Monday, August 31, 2015
A Hong Kong entrepreneur has moved his garment production from the mainland back to the SAR, in a reverse trend under a new business model to address social issues and generate profit simultaneously.
The business model “Creating Shared Value” was developed by Harvard University. Adopting the model, Grandion Industrial chairman Alan Cheung Yick-lun launched his relocation earlier this year, with the mission to revitalize “Made in Hong Kong” brands.
Cheung set up an 80,000-square-foot garment manufacturing base in Tsuen Wan, where young local designers unleash their creativity and their designs are promoted to Grandion customers.
Designers collaborating with the company for the first time get to keep all the profits from the project after expenses are deducted.
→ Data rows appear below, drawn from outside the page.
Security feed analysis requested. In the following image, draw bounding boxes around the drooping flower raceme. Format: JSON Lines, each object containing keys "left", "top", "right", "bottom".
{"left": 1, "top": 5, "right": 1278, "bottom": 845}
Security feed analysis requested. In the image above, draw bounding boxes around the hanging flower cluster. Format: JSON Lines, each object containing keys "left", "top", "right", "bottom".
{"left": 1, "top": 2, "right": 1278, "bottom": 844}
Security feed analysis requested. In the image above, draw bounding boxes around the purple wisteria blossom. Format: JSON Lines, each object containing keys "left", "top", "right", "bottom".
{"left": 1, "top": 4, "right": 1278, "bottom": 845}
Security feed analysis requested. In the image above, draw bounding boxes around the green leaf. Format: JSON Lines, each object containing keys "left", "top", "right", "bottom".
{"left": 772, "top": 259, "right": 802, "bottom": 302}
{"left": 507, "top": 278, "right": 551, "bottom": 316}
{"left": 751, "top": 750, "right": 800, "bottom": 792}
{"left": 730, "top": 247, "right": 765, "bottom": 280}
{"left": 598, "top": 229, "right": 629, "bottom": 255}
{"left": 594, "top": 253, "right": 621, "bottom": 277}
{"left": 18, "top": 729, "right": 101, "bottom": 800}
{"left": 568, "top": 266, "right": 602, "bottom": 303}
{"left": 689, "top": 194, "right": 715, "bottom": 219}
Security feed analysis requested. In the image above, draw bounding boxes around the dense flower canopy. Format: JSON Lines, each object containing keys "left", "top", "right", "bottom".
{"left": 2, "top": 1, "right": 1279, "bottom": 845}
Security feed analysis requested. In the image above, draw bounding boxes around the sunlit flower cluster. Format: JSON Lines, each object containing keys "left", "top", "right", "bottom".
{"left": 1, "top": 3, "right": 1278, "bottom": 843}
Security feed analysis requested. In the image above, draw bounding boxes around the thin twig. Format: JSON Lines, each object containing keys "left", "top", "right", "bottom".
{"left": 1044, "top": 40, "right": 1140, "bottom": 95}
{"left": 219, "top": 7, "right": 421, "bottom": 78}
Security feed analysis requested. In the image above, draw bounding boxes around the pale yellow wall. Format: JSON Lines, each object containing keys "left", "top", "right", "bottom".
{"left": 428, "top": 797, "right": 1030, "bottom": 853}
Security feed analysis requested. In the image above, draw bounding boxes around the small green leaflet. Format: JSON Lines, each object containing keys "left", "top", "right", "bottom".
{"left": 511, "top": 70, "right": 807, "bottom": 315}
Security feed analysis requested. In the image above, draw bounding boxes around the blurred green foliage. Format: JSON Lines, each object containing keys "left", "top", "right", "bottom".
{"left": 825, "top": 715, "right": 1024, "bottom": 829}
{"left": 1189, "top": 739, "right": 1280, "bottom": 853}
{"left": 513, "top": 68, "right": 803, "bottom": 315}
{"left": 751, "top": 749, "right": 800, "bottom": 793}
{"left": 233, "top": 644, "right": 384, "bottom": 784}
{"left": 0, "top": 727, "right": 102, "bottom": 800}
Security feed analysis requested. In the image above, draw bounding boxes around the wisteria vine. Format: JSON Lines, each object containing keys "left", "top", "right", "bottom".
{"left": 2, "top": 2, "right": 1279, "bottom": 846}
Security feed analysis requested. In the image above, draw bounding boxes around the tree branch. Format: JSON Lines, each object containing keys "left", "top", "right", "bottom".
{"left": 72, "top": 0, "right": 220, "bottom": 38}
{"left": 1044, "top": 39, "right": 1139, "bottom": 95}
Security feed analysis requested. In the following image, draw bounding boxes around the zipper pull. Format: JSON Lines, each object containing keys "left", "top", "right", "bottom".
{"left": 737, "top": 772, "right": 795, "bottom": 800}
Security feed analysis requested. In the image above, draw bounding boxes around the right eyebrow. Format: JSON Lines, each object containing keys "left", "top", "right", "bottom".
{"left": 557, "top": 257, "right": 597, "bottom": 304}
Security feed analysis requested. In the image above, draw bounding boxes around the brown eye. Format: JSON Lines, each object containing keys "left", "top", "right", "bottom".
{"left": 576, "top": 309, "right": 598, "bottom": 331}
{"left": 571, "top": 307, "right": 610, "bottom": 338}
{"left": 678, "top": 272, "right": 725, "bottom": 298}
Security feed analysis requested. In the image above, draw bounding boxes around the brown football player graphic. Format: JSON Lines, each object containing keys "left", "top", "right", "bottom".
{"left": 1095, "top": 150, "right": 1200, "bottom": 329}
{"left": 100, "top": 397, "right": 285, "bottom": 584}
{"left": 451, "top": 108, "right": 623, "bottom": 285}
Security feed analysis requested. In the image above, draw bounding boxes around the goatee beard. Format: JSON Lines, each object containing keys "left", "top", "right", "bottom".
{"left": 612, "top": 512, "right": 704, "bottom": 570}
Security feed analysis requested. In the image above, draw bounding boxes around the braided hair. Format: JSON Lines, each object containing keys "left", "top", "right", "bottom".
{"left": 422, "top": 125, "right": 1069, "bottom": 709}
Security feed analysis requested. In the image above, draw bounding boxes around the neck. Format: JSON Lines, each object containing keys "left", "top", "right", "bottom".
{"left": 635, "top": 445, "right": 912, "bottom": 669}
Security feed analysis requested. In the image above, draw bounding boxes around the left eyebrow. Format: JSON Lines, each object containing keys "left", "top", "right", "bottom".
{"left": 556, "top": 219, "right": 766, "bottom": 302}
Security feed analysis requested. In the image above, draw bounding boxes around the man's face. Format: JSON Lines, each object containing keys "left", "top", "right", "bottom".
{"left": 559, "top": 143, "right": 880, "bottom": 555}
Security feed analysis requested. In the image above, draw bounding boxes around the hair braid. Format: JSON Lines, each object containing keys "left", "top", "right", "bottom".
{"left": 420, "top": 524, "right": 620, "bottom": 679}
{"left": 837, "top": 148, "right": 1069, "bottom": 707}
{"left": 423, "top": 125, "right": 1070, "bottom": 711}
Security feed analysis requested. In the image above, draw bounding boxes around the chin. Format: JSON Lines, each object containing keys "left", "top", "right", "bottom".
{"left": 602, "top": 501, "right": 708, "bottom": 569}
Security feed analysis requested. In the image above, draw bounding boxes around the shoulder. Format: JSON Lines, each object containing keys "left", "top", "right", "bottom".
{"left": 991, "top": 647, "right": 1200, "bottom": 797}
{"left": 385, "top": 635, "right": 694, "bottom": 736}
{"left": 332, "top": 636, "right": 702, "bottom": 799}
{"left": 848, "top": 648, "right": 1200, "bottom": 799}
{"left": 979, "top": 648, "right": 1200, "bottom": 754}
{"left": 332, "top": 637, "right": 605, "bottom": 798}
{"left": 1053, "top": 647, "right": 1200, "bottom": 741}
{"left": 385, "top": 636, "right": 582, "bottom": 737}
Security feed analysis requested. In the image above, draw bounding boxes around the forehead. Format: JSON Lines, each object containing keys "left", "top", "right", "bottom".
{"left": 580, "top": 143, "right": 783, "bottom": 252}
It also employs more than 100 retired workers and new migrants with textile experience.
“We mainly hire local designers, older technicians and migrants from the mainland,” Cheung said. “Instead of competing for cheaper labor in the mainland, I am looking for a way to utilize local resources.”
He said his company invested HK$10 million to develop the project, and expects to generate sales of HK$100 million to HK$200 million.
Three of the four production centers are now operating.
The Social Innovation and Entrepreneurship Development Fund will host a forum of 100 local business leaders on September 9 to kick-start the Creating Shared Value initiative in Hong Kong.
The fund, under a Commission on Poverty task force, said only four of the 50 Hang Seng Index constituent companies could be considered for practicing shared value, but none are homegrown companies.
“Corporations practicing CSV do not only serve the shareholders, but they are responsible to all stakeholders in society,” said task force chairman Stephen Cheung Yan-leung.